Osteoporosis Clinical Trial
Official title:
Denosumab Versus Zoledronic Acid for Patients With Beta-Thalassemia Major-Induced Osteoporosis
This study is to compare the two medications Denosumab and Zoledronic Acid For Patients With
Beta Thalassemia Major Induced Osteoporosis. Patients with B-thalassemia major induce
osteoporosis will undergo baseline assessment of the bone densitometry by Dual-energy X-ray
absorptiometry scan as a standard of care by the radiology department, then a blood test for
bone specific Alkaline phosphatase and type-1 Carboxy Telopeptide will be measured by the
chemistry lab.
Patients with B-Thalassemia Major induced osteoporosis, who are 18 years of age or more and
willing to participate in the study will be enrolled after consenting by the primary
investigator in hematology outpatient clinic.
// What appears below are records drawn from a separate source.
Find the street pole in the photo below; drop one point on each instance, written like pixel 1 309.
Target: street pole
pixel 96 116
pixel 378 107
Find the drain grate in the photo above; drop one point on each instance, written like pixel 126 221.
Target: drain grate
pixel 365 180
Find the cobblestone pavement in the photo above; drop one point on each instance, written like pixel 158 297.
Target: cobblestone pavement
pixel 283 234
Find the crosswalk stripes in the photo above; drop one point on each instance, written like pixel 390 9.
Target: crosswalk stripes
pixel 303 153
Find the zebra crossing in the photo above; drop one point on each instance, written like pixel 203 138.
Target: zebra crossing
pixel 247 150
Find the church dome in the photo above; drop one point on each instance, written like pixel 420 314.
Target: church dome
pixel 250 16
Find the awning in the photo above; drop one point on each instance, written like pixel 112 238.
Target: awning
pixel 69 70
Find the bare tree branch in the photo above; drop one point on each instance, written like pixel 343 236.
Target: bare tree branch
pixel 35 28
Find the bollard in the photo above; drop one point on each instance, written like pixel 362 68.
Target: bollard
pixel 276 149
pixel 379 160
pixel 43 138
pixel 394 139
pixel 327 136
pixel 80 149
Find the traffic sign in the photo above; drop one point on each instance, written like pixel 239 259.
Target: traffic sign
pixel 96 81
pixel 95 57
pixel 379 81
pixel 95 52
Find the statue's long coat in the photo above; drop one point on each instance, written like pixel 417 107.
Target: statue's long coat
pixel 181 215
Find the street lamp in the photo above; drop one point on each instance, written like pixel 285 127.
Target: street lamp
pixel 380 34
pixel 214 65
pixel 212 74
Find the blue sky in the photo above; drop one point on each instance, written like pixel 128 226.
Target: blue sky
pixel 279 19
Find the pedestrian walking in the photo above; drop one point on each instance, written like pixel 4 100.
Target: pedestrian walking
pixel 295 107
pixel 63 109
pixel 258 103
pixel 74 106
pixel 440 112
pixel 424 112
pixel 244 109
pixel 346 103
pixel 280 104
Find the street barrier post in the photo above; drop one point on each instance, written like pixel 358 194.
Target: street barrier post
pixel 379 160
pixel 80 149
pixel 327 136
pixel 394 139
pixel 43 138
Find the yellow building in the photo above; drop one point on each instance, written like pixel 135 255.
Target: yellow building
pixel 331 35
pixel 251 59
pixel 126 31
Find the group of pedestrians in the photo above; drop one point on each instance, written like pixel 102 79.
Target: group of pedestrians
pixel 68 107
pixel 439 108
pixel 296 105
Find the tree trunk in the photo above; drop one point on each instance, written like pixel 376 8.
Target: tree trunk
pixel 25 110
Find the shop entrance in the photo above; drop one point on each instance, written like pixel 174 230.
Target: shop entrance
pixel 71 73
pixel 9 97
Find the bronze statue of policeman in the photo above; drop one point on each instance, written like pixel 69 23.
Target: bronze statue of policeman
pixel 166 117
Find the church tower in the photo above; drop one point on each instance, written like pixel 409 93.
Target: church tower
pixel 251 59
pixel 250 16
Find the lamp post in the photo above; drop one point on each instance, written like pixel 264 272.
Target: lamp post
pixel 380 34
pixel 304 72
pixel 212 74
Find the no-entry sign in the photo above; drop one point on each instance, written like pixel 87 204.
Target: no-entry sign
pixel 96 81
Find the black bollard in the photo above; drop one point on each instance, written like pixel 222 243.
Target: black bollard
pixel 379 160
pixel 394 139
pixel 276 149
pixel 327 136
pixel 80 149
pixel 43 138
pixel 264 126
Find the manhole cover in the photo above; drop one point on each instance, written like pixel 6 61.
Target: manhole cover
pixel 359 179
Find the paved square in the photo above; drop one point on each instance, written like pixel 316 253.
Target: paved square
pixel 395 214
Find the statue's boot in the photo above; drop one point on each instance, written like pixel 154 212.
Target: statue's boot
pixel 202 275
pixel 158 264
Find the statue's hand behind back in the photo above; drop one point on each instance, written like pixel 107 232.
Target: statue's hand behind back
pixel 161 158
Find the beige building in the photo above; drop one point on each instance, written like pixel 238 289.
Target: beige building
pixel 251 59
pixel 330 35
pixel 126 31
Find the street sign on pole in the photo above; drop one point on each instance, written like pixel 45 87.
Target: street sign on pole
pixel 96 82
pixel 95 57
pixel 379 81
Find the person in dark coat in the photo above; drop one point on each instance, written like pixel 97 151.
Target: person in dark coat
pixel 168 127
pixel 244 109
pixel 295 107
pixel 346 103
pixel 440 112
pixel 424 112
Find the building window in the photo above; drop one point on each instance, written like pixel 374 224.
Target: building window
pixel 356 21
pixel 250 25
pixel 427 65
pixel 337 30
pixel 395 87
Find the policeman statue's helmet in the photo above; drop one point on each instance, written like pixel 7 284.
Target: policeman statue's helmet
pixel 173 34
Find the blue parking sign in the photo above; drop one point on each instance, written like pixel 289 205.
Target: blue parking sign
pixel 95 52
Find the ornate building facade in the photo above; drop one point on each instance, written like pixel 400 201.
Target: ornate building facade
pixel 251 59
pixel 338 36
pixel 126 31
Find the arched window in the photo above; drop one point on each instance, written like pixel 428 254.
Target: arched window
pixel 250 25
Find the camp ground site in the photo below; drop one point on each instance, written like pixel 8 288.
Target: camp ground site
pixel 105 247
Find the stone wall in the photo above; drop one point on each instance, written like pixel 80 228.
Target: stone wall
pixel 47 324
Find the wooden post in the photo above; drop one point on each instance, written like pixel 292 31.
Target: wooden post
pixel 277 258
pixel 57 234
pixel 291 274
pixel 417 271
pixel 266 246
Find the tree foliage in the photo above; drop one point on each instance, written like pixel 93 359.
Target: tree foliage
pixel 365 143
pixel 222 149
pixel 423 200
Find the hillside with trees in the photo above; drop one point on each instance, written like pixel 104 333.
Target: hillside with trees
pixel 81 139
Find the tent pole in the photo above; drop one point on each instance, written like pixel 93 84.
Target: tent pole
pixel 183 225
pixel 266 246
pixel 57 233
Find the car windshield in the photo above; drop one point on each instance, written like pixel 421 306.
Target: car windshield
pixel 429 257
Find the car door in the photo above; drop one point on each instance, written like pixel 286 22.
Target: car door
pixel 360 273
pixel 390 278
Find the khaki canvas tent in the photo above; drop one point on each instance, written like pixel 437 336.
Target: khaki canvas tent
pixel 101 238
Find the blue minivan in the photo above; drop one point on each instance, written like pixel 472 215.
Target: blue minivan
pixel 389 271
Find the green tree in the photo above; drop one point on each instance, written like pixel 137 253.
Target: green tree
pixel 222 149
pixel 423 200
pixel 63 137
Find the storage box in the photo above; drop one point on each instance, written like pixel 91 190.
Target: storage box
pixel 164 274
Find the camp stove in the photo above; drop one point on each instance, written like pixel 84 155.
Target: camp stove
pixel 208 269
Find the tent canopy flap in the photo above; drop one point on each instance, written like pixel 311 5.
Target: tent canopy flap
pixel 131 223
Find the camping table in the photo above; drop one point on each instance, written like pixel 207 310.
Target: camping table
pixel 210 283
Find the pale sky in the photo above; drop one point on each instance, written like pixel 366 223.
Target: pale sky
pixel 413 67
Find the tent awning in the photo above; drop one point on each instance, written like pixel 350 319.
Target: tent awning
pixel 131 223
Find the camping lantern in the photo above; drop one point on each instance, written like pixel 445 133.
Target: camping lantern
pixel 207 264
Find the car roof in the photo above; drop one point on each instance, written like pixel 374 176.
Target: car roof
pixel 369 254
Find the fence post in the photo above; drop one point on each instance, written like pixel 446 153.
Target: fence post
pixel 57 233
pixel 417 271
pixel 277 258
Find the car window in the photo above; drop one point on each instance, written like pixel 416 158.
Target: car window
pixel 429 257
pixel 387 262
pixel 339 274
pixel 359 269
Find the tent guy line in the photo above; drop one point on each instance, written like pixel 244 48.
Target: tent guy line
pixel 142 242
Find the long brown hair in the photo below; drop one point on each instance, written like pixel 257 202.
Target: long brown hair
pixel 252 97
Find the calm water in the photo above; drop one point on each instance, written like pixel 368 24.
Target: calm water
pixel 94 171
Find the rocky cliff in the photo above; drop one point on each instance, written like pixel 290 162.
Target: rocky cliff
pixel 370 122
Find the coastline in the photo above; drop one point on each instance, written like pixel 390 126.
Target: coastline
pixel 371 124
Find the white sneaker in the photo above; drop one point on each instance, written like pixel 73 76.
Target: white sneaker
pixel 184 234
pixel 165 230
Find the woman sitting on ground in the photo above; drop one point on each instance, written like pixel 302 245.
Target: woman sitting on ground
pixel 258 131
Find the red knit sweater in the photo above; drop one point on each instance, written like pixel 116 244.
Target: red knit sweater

Patients with osteoporosis will receive one of
the two medications, at the end of the year Dual-energy X-ray absorptiometry scan will be
done to compare the response of the two medications. The potential risks include the
drug-related side effects
Despite the significant improvements in the therapeutic management of beta thalassemia major
(BTM) over the past few decades, osteoporosis is still a common finding, even in optimally
treated patients. The relationships between bone mineral densities (BMD) and several clinical
characteristics or hematological markers have been described. Chronic anemia, bone marrow
expansion due to ineffective erythropoiesis, iron toxicity, calcium and zinc deficiencies,
low vitamin D levels and endocrine complications have been suggested to contribute to the
etiology of bone diseases in BTM. Nevertheless, the complex etiological mechanisms of this
heterogeneous osteopathy remain incompletely clarified. A complex mechanism controls bone
remodeling in human. This mechanism includes the receptor activator of nuclear factor kappa B
ligand (RANKL), its natural receptor (RANK) and osteoprotegerin (OPG). The RANK/RANKL pathway
is an essential to promote osteoclast formation and activation and prolongs osteoclast
survival.
OPG acts as a decoy receptor for RANKL and prevents its interaction with RANK thereby
inhibiting osteoclast formation, function, and survival. Alteration of the RANK/RANKL/OPG
system for increased osteoclastic activity and enhanced osteoblastic dysfunction is proposed
as an important mechanism in the etiology of osteoporosis in BTM. Hypogonadism, a common
finding in BTM, is associated with enhanced RANKL activity. The sex steroid hormones,
androgen, and estrogens, via their respective nuclear receptors, regulate BMD in humans and
mice. Testosterone is likely to have direct and indirect inhibitory effects on human
osteoclast formation and bone resorption. Animal model and cell culture studies suggest a
direct inhibitory effect of androgens on the OPG/RANKL cytokines system. In human
osteoblastic cells, testosterone and 5‑dihydrotestosterone mediate an androgen
receptor‑induced specific inhibition of OPG messenger ribonucleic acid (mRNA) expression.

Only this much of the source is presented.